So far, Snapchat has always seemed like a competitor to the big social networks: Facebook, Instagram, and Twitter. But a new update makes them look a whole lot like . . . Google?
In a new feature called Context Cards that launches today, you can swipe up on many snaps (the videos and photos you or your friends shoot) to get details about the business they may be at. That includes reviews, maps, contact info, reservations, and even an option to call a ride to the restaurant or store. All these capabilities are provided by partners including Foursquare, Michelin, Opentable, Lyft, and Uber. (The financial arrangements of these partnerships have not been disclosed.) You can also use Context Cards to check out more public snaps from the same area.
These cards look a whole lot like the cards used by Google Search and Maps–complete with the deep links to order ride-sharing services. Yet they’re a unique style of search in their own right. While Google starts most queries with written text, Snap is using hyper-local, context-sensitive multimedia–a photo or video–as the starting point for your question. Where is this person at? How do I get there? What else is there?

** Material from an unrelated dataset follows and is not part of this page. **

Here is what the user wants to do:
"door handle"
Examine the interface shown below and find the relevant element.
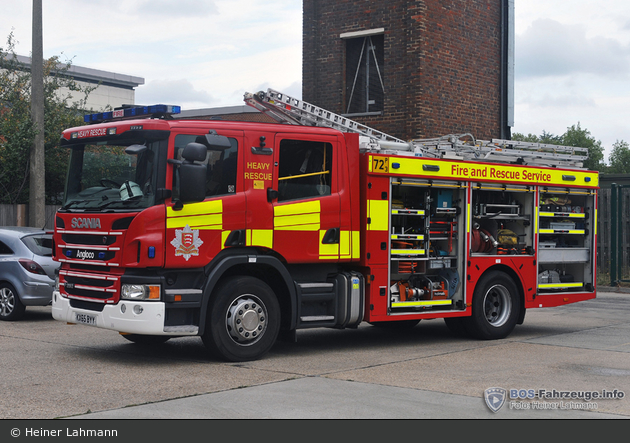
[322,228,339,245]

It’s worth noting that messaging apps like WeChat are already critical to getting information about, communicating with, and paying at businesses in China. Meanwhile, Pinterest Lens currently allows photo-based search for furniture and clothing, while Google’s upcoming Lens functionality will let you aim a smartphone camera at businesses to get their hours of operation and reviews. In Snap’s world, however, the gesture is not so literal as pointing your phone at something to learn more about it, as you would with an augmented reality app. The service is instead assuming that, when watching someone else have a good time somewhere, you may want to learn more about the spot, or even join them there, just by swiping up.
So like many of Snapchat’s features, there’s no perfect analog out there for what the company is doing with Context Cards. But it’s definitely the most Google-inspired, utility-based product it has introduced to its messaging platform to date. If it’s a sign of anything, it’s that Snapchat may be growing up a bit–along with its users.